You will need to watch the film to truly uncover the mystery of the book’s power. However, it’s a very frightening exploration. Kent is very good with the sensory overload; which really is a necessary tool in horror, particularly in what you hear and what you see. Kent mixes up what sense is alarmed first though, with each passing sequence. It makes it hard to relax as a viewer, while it’s also hard for the mother and son to sleep at night. That’s what keeps the hairs on your body standing up and believe me, mine were standing at full attention.

Kent covers much psychologically. Insomnia, depression, aggression, night terrors and trauma are all given attention as they manifest into this disturbing unrecognizable character know as The Babadook.

I also observed an interesting aspect in use of color. Namely that Amelia is dressed primarily in faded pink and yellow while Samuel is adorned in dark grey or charcoal like the two story home they live in. The contrast in colors left me guessing who was the real source of fright in this film because at times the contrast seems to flip. I risk sounding vague here, but I’d prefer not to spoil what’s presented.
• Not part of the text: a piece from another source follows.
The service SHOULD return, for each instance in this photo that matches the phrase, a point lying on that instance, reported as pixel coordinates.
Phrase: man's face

Again, The Babadook left me feeling shaken like the best of Stephen King’s adapted films including Stanley Kubrick’s The Shining and especially the latter half of Brian DePalma’s Carrie. I’ll even go on record and say this film is better or more effective than those two films. It’s sharper and more mysterious.

I’m not sure I was entertained with The Babadook because I was always feeling disturbed and unsettled. Good horror films do that to me. Forgive me. I can’t help that.

On the other hand, Miguel was quite entertained at me cursing him out and loudly expressing my seething hatred towards him as I watched. What can I say? Mig had it coming for introducing me to The Babadook.